The Resume — As per the CDC, divulging info regarding sexual orientation on resume is a “personal choice.” That said, the resume may land you an interview, and since the first one is usually just a “screening interview” to vet potential employees, the CDC recommends not revealing anything about your sexual orientation at this time. “If you feel this is necessary, understand that you may not receive a favorable response,” the center warns. At the same time, would you want to work for a company that’s not tolerant of your lifestyle?

Mentioning LGBT-Related Job Skills — There’s a potential upside to mentioning job skills you picked up working with an LGBT organization. On the one hand, the CDC writes, you’ll feel like you’re being honest with the company. On the other hand, if the company you’re interviewing with isn’t gay-friendly, you might be passed over for the job. Either way, be sure you can tie the skills you reference back to the job you’re applying for.

Searching for “Gay-Friendly Environments” — How do you know whether you’re interviewing with a gay-friendly company? There are a few ways.
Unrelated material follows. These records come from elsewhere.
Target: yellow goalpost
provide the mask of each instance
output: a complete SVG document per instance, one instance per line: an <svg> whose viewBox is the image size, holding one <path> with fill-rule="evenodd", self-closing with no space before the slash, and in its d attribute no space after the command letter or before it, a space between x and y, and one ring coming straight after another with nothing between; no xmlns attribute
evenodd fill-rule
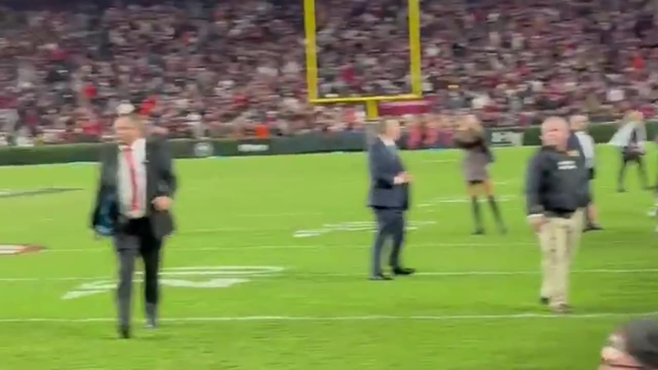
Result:
<svg viewBox="0 0 658 370"><path fill-rule="evenodd" d="M420 0L407 0L409 6L409 75L411 93L401 95L320 97L318 95L318 59L316 43L315 0L304 0L304 28L306 40L306 81L309 101L311 104L340 103L363 103L368 120L378 118L378 102L383 101L418 99L422 98L420 76Z"/></svg>

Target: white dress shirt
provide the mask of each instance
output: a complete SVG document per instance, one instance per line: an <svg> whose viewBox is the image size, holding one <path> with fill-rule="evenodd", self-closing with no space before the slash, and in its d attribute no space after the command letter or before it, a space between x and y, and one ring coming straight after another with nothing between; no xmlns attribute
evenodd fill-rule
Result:
<svg viewBox="0 0 658 370"><path fill-rule="evenodd" d="M584 131L576 132L576 137L580 143L582 153L585 156L585 167L588 169L594 168L594 140Z"/></svg>
<svg viewBox="0 0 658 370"><path fill-rule="evenodd" d="M146 140L138 139L130 146L137 183L137 207L132 209L132 179L130 164L125 151L127 145L119 145L118 186L119 205L121 213L129 219L139 219L146 215Z"/></svg>

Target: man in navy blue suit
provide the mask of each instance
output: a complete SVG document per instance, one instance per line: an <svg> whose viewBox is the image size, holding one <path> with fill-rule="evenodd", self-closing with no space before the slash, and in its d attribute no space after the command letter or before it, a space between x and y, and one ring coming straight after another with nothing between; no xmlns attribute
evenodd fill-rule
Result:
<svg viewBox="0 0 658 370"><path fill-rule="evenodd" d="M411 177L405 171L395 147L400 136L400 127L395 120L382 120L377 126L378 135L368 145L370 190L368 206L377 221L377 233L372 244L370 280L386 280L392 278L384 275L381 267L382 249L386 239L393 240L389 265L395 275L409 275L413 269L402 267L400 253L405 236L405 212L409 205L409 182Z"/></svg>

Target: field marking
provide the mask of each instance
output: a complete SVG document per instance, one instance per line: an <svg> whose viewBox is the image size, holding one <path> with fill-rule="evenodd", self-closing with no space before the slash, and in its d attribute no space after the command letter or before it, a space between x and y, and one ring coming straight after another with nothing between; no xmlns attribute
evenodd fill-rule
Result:
<svg viewBox="0 0 658 370"><path fill-rule="evenodd" d="M649 312L595 312L592 313L571 313L555 315L526 312L499 315L366 315L353 316L214 316L163 317L159 321L164 323L183 323L190 322L210 323L222 321L372 321L384 320L404 321L457 321L457 320L511 320L521 319L601 319L607 317L649 317L657 316L658 311ZM0 323L113 323L115 317L88 317L84 319L58 318L5 318L0 319Z"/></svg>
<svg viewBox="0 0 658 370"><path fill-rule="evenodd" d="M638 242L634 240L609 240L605 242L606 244L644 244L645 243ZM521 241L521 242L501 242L496 243L482 243L482 242L455 242L455 243L420 243L417 244L410 244L407 248L426 248L426 247L503 247L503 246L538 246L536 241ZM323 248L353 248L363 249L370 248L370 242L364 242L358 245L345 244L281 244L281 245L250 245L238 246L216 246L216 247L178 247L176 248L167 248L167 251L224 251L224 250L314 250ZM76 252L101 252L113 251L112 248L66 248L66 249L46 249L40 253L76 253Z"/></svg>
<svg viewBox="0 0 658 370"><path fill-rule="evenodd" d="M171 268L170 270L180 270L178 268ZM288 270L290 271L290 270ZM277 271L280 272L280 271ZM586 269L580 270L572 270L571 273L576 274L636 274L658 273L658 268L655 269ZM540 271L428 271L417 273L418 276L432 276L432 277L452 277L452 276L514 276L514 275L537 275L541 273ZM136 275L139 277L142 275L141 271L138 271ZM170 271L166 273L161 273L163 275L171 276L200 276L217 275L216 273L199 273L197 271L186 272L183 270ZM226 274L224 274L226 275ZM280 273L273 277L364 277L367 273ZM268 273L250 273L251 277L271 277ZM78 281L78 280L107 280L107 276L96 277L26 277L26 278L13 278L0 277L0 282L42 282L42 281Z"/></svg>

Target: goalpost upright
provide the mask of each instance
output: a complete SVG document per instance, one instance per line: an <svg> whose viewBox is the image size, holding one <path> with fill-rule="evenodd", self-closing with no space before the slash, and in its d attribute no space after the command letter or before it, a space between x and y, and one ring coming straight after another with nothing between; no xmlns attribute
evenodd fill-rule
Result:
<svg viewBox="0 0 658 370"><path fill-rule="evenodd" d="M304 29L306 38L306 82L308 99L312 104L340 103L363 103L368 120L378 117L378 103L384 101L418 99L422 98L420 75L420 0L407 0L409 14L409 76L411 92L390 95L321 97L318 93L318 59L316 41L315 0L304 0Z"/></svg>

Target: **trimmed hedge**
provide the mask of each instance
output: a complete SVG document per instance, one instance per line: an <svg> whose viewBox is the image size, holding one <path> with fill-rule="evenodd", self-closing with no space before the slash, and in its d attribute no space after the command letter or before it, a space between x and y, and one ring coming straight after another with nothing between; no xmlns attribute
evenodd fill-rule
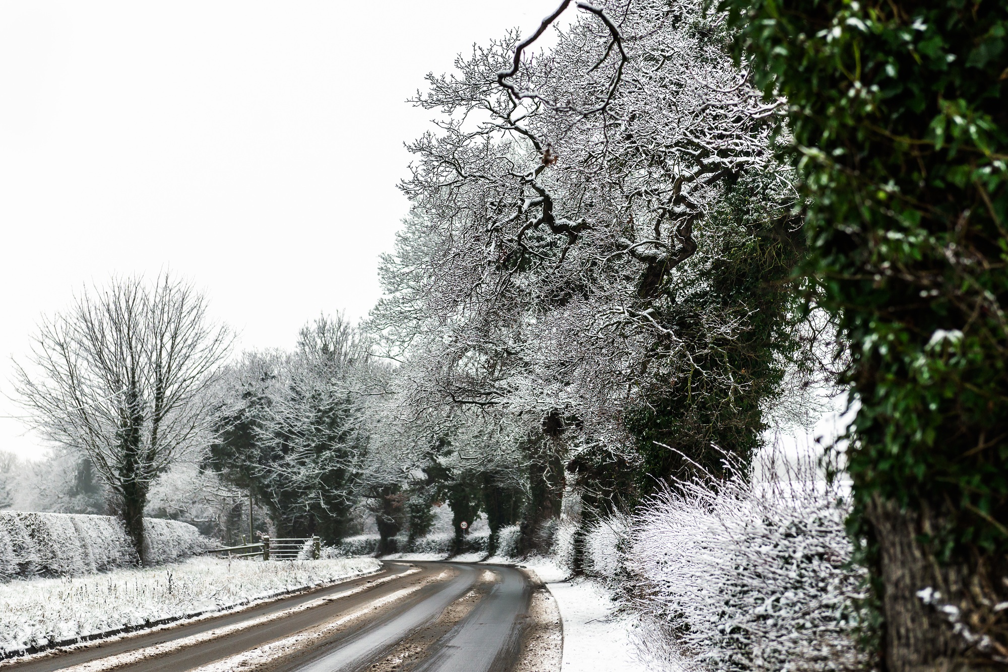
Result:
<svg viewBox="0 0 1008 672"><path fill-rule="evenodd" d="M214 542L186 523L144 519L148 557L173 562ZM122 523L111 516L0 511L0 581L79 576L138 564Z"/></svg>

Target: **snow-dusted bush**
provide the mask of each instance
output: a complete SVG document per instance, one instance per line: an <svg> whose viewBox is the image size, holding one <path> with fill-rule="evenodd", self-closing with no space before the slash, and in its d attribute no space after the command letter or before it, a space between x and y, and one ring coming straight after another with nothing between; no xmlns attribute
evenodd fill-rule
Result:
<svg viewBox="0 0 1008 672"><path fill-rule="evenodd" d="M173 562L212 545L192 525L144 519L150 559ZM122 523L110 516L0 511L0 580L79 576L137 564Z"/></svg>
<svg viewBox="0 0 1008 672"><path fill-rule="evenodd" d="M167 567L0 585L0 659L151 622L219 611L381 569L373 558L262 562L191 558Z"/></svg>
<svg viewBox="0 0 1008 672"><path fill-rule="evenodd" d="M518 556L518 541L521 539L521 527L508 525L497 530L497 555L505 558Z"/></svg>
<svg viewBox="0 0 1008 672"><path fill-rule="evenodd" d="M866 669L853 639L863 573L850 565L849 501L803 472L679 483L637 514L625 562L652 653L719 671ZM596 538L609 544L601 529Z"/></svg>
<svg viewBox="0 0 1008 672"><path fill-rule="evenodd" d="M454 534L428 534L413 540L402 540L397 548L403 553L436 553L448 555L455 546Z"/></svg>
<svg viewBox="0 0 1008 672"><path fill-rule="evenodd" d="M603 519L585 535L585 571L607 582L622 575L629 521L622 516Z"/></svg>
<svg viewBox="0 0 1008 672"><path fill-rule="evenodd" d="M143 521L147 558L157 562L176 562L220 544L200 534L188 523L160 518Z"/></svg>
<svg viewBox="0 0 1008 672"><path fill-rule="evenodd" d="M323 555L327 558L352 557L355 555L374 555L378 551L381 537L377 534L359 534L345 537L335 546L327 546Z"/></svg>
<svg viewBox="0 0 1008 672"><path fill-rule="evenodd" d="M552 537L553 542L549 547L549 554L556 559L559 566L569 570L574 569L578 523L570 518L564 518L554 525Z"/></svg>

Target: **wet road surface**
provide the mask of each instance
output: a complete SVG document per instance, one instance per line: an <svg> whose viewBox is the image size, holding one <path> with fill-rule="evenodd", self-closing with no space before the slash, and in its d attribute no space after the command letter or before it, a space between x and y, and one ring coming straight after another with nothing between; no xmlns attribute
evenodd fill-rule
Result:
<svg viewBox="0 0 1008 672"><path fill-rule="evenodd" d="M507 672L521 651L529 595L528 579L511 567L386 562L381 574L81 651L8 660L0 672L203 666L215 672ZM248 624L253 620L261 623ZM173 650L160 653L164 647ZM266 653L256 654L260 649ZM240 665L229 660L242 655Z"/></svg>

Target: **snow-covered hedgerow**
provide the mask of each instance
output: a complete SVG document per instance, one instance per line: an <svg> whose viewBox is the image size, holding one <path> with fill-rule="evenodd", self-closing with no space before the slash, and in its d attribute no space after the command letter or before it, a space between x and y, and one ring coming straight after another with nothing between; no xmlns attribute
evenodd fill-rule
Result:
<svg viewBox="0 0 1008 672"><path fill-rule="evenodd" d="M177 521L144 519L149 557L173 562L212 545ZM118 519L83 514L0 511L0 581L79 576L137 563Z"/></svg>
<svg viewBox="0 0 1008 672"><path fill-rule="evenodd" d="M521 539L521 527L508 525L497 531L497 555L502 558L518 556L518 541Z"/></svg>
<svg viewBox="0 0 1008 672"><path fill-rule="evenodd" d="M812 479L752 484L735 473L659 494L620 558L648 650L663 647L670 667L867 669L847 513L841 490Z"/></svg>
<svg viewBox="0 0 1008 672"><path fill-rule="evenodd" d="M378 543L380 541L381 538L377 534L359 534L354 537L345 537L339 544L327 546L323 549L323 555L327 558L374 555L378 551Z"/></svg>
<svg viewBox="0 0 1008 672"><path fill-rule="evenodd" d="M373 558L262 562L191 558L164 567L0 585L0 659L378 571Z"/></svg>

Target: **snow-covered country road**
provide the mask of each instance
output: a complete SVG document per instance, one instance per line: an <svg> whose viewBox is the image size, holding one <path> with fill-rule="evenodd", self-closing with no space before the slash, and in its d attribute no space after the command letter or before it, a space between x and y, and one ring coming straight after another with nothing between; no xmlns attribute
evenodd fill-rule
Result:
<svg viewBox="0 0 1008 672"><path fill-rule="evenodd" d="M517 569L388 562L385 571L0 671L506 672L522 655L531 587Z"/></svg>

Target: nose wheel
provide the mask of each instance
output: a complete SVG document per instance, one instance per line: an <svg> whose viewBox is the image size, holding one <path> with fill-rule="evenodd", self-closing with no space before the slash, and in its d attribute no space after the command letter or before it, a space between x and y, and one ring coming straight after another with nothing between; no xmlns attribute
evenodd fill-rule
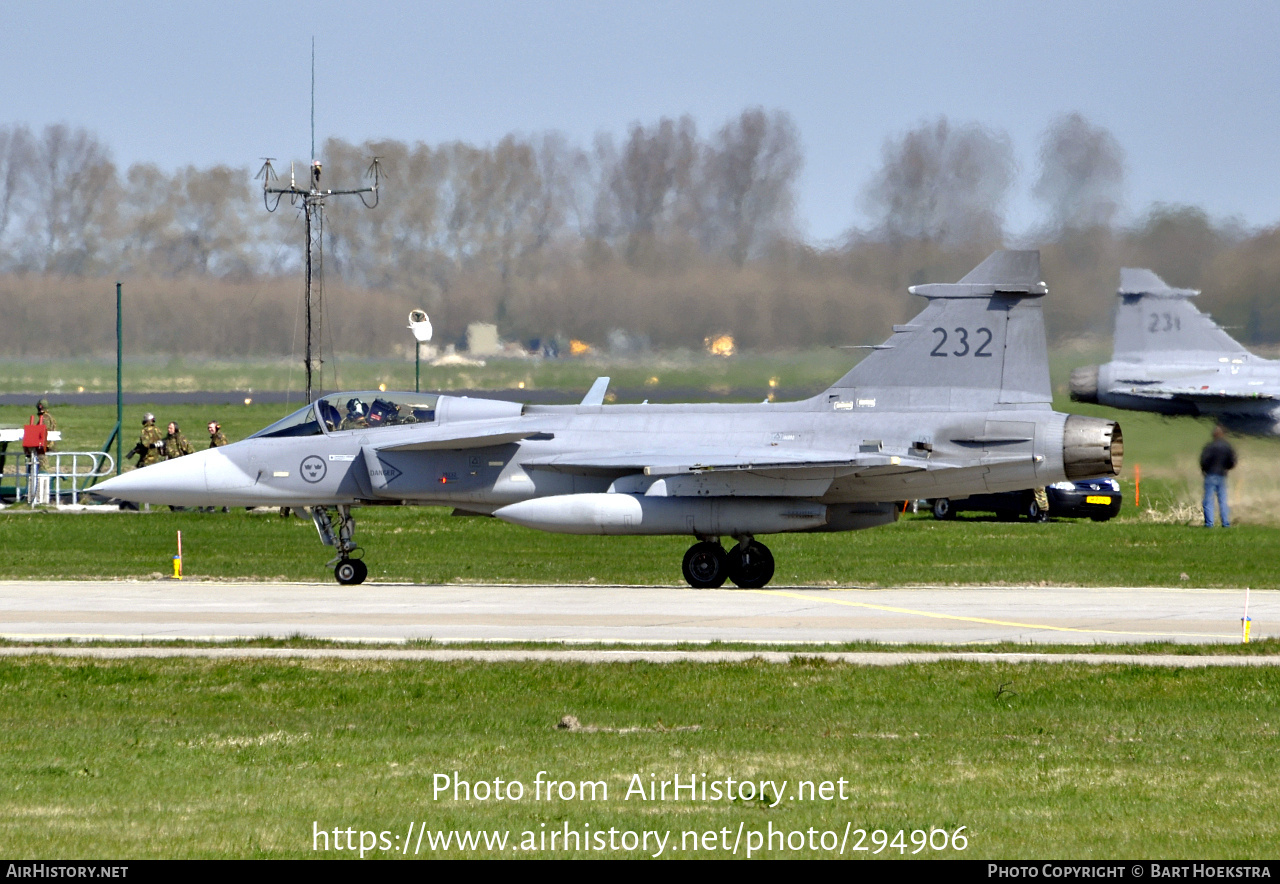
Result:
<svg viewBox="0 0 1280 884"><path fill-rule="evenodd" d="M364 583L365 578L369 577L369 565L360 559L342 559L337 565L334 565L333 576L337 577L338 582L343 586Z"/></svg>
<svg viewBox="0 0 1280 884"><path fill-rule="evenodd" d="M355 541L356 519L351 514L351 507L333 509L312 507L311 519L316 523L316 531L320 532L320 541L325 546L333 546L338 550L338 556L329 559L329 564L334 565L333 576L337 581L343 586L364 583L365 578L369 577L369 565L360 559L351 558L353 553L360 551Z"/></svg>

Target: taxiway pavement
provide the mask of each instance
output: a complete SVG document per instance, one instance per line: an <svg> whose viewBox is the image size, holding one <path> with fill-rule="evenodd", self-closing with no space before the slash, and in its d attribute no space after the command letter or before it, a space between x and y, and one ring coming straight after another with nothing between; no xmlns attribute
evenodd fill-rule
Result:
<svg viewBox="0 0 1280 884"><path fill-rule="evenodd" d="M310 636L394 642L876 641L972 645L1238 642L1245 591L1188 587L691 590L195 581L0 581L0 636L23 641ZM1280 591L1249 594L1252 637Z"/></svg>

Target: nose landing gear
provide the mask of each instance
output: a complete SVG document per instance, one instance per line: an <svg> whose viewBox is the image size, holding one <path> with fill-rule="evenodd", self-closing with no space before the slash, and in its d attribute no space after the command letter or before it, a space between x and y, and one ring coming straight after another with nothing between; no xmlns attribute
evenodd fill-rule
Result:
<svg viewBox="0 0 1280 884"><path fill-rule="evenodd" d="M713 537L689 548L682 569L695 590L719 588L726 580L744 590L758 590L773 580L773 553L750 536L740 537L726 553L719 539Z"/></svg>
<svg viewBox="0 0 1280 884"><path fill-rule="evenodd" d="M360 550L352 536L356 533L356 519L351 514L351 507L312 507L311 521L316 523L320 532L320 541L325 546L333 546L338 555L329 560L334 565L333 576L343 586L364 583L369 576L369 565L360 559L353 559L352 553ZM337 522L337 526L334 525Z"/></svg>

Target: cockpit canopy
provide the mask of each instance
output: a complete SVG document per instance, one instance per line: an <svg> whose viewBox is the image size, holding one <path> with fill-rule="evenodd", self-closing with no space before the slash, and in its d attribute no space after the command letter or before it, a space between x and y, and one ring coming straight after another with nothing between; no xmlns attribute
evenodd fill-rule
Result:
<svg viewBox="0 0 1280 884"><path fill-rule="evenodd" d="M259 430L250 439L319 436L349 430L380 430L435 421L434 393L333 393ZM316 417L319 413L319 418Z"/></svg>

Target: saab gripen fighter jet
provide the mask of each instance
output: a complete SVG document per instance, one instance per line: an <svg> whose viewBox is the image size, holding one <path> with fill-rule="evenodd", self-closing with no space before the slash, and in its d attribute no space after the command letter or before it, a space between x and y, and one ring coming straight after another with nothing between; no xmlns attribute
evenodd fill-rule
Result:
<svg viewBox="0 0 1280 884"><path fill-rule="evenodd" d="M694 587L760 587L760 535L893 522L904 499L1114 476L1114 421L1050 407L1039 252L996 252L829 389L799 402L576 406L325 395L248 439L124 473L97 495L310 507L339 583L366 573L353 509L453 507L580 535L686 535ZM735 545L726 550L722 539Z"/></svg>
<svg viewBox="0 0 1280 884"><path fill-rule="evenodd" d="M1124 267L1111 362L1071 372L1071 398L1161 414L1206 414L1280 434L1280 362L1240 347L1190 302L1196 289Z"/></svg>

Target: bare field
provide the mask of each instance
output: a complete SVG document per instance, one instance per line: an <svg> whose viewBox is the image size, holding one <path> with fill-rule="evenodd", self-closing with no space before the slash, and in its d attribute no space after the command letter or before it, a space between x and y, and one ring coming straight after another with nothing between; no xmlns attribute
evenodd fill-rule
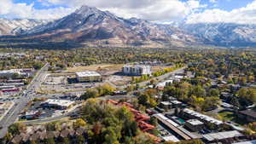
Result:
<svg viewBox="0 0 256 144"><path fill-rule="evenodd" d="M123 64L100 64L90 65L86 66L67 67L68 72L82 72L82 71L121 71Z"/></svg>

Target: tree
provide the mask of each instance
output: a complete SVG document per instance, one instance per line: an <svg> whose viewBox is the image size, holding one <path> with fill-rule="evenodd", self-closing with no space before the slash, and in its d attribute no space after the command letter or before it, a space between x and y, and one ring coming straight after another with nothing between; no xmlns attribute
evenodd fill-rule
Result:
<svg viewBox="0 0 256 144"><path fill-rule="evenodd" d="M74 122L74 128L84 127L86 125L86 122L82 118L78 118L76 122Z"/></svg>
<svg viewBox="0 0 256 144"><path fill-rule="evenodd" d="M218 97L219 96L218 89L211 89L209 91L209 96Z"/></svg>
<svg viewBox="0 0 256 144"><path fill-rule="evenodd" d="M87 99L90 99L90 98L95 98L96 96L98 96L97 91L96 89L87 89L86 92L81 95L81 99L87 100Z"/></svg>
<svg viewBox="0 0 256 144"><path fill-rule="evenodd" d="M48 139L45 139L44 143L45 144L55 144L55 141L54 138L48 138Z"/></svg>
<svg viewBox="0 0 256 144"><path fill-rule="evenodd" d="M206 95L206 90L200 85L192 88L192 95L197 97L204 97Z"/></svg>
<svg viewBox="0 0 256 144"><path fill-rule="evenodd" d="M149 96L148 95L142 94L137 99L140 104L146 106L149 101Z"/></svg>
<svg viewBox="0 0 256 144"><path fill-rule="evenodd" d="M13 135L19 135L22 131L26 131L26 127L24 124L21 123L15 123L9 127L8 131L11 133Z"/></svg>
<svg viewBox="0 0 256 144"><path fill-rule="evenodd" d="M77 144L84 144L85 142L85 139L82 135L76 136L75 141Z"/></svg>

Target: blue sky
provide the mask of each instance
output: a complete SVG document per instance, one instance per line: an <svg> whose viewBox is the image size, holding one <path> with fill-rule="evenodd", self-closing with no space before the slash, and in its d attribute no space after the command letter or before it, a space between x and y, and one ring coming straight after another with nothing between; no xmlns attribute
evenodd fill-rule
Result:
<svg viewBox="0 0 256 144"><path fill-rule="evenodd" d="M82 5L156 22L256 23L256 0L1 0L0 17L58 19Z"/></svg>
<svg viewBox="0 0 256 144"><path fill-rule="evenodd" d="M182 0L182 2L188 2L189 0ZM219 9L223 10L230 11L234 9L238 9L241 7L245 7L249 3L252 3L253 0L216 0L216 3L211 3L210 0L201 0L202 4L207 4L208 9ZM38 9L53 9L57 7L68 7L65 4L49 4L49 5L44 5L42 2L39 0L14 0L15 3L26 3L32 4L34 3L34 8Z"/></svg>

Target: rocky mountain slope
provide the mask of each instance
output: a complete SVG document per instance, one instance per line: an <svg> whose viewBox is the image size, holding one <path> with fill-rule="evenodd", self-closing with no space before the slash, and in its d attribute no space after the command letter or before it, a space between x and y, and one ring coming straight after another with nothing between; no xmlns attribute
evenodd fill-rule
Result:
<svg viewBox="0 0 256 144"><path fill-rule="evenodd" d="M183 46L197 40L167 25L131 18L125 20L96 8L83 6L74 13L23 33L45 41L90 44Z"/></svg>
<svg viewBox="0 0 256 144"><path fill-rule="evenodd" d="M20 34L39 25L46 24L49 20L29 19L6 20L0 19L0 36Z"/></svg>
<svg viewBox="0 0 256 144"><path fill-rule="evenodd" d="M0 19L0 36L3 35L1 42L23 43L26 39L29 43L74 42L92 46L256 46L256 25L160 25L137 18L123 19L87 6L51 21Z"/></svg>
<svg viewBox="0 0 256 144"><path fill-rule="evenodd" d="M180 26L180 28L198 37L205 44L256 46L256 25L191 24Z"/></svg>

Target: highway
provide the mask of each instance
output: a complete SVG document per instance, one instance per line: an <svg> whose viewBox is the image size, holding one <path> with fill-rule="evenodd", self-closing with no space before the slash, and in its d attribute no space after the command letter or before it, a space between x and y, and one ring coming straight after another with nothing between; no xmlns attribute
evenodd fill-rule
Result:
<svg viewBox="0 0 256 144"><path fill-rule="evenodd" d="M166 73L164 75L161 75L161 76L159 76L159 77L155 77L154 78L154 79L158 79L158 81L162 81L164 80L165 78L170 77L170 75L175 75L177 73L181 73L183 72L183 70L186 68L187 66L183 66L182 68L179 68L179 69L177 69L175 71L172 71L172 72L170 72L168 73ZM152 78L151 78L152 79ZM144 82L141 82L141 83L138 83L137 84L140 86L140 87L143 87L143 86L145 86L145 85L148 85L148 84L150 84L150 81L151 79L149 80L147 80L147 81L144 81ZM114 85L113 83L109 82L109 81L107 81L107 83L108 83L111 86L113 86L113 88L115 89L125 89L127 88L130 84L127 84L127 85L124 85L124 86L116 86Z"/></svg>
<svg viewBox="0 0 256 144"><path fill-rule="evenodd" d="M31 100L32 100L35 96L38 97L54 97L54 96L60 96L62 94L52 94L52 95L37 95L36 90L41 86L42 83L44 80L44 78L47 75L47 70L49 67L49 64L45 64L44 67L40 71L38 71L38 74L34 77L33 80L31 82L31 84L27 86L27 89L25 89L20 93L20 99L19 99L17 101L15 101L15 105L9 110L9 112L7 113L7 115L2 119L0 122L0 126L3 127L2 130L0 130L0 138L3 137L7 131L8 131L8 127L14 124L18 118L19 118L19 114L20 112L25 108L26 106L27 102ZM162 76L154 78L157 78L158 81L164 80L166 78L170 77L172 74L176 74L176 73L180 73L183 72L183 69L185 67L182 67L180 69L177 69L176 71L168 72L166 74L164 74ZM145 81L139 83L138 84L140 86L145 86L148 84L150 80ZM127 87L127 85L124 86L124 88ZM119 88L121 89L121 88ZM101 97L102 100L120 100L120 99L127 99L127 98L131 98L135 97L135 95L115 95L115 96L105 96L105 97ZM70 112L68 113L65 113L61 116L55 117L55 118L44 118L44 119L38 119L34 121L27 121L27 122L23 122L24 124L38 124L38 123L47 123L47 122L51 122L51 121L55 121L60 118L65 118L69 116L71 112L73 112L77 111L78 109L75 109L73 112Z"/></svg>
<svg viewBox="0 0 256 144"><path fill-rule="evenodd" d="M49 63L46 63L36 74L26 89L21 90L19 94L20 99L15 101L15 106L9 111L5 117L1 120L0 138L4 137L8 132L8 127L14 124L18 118L20 112L25 108L27 102L36 95L36 89L38 89L46 76Z"/></svg>

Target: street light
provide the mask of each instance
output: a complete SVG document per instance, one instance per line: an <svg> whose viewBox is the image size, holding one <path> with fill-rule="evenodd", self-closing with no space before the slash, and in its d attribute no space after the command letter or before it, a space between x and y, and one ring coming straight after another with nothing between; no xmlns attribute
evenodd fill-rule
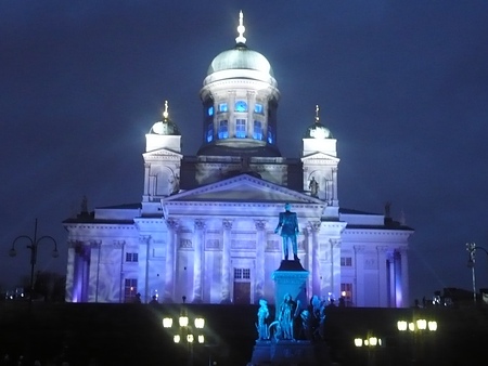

First, reach out to alumni from your college, if possible, and check to see whether the company offers domestic-partner benefits. Do they have an LGBT employee association? Does the anti-discrimination policy cover sexual orientation? Does the company offer diversity training? Do they have a history of supporting LGBT causes? While you can generally obtain this information by asking “subtle questions” during an interview, the center offers a word of caution: “One should note that although an organization may have progressive policies, these will not always safeguard you from a biased interviewer,” the CDC writes.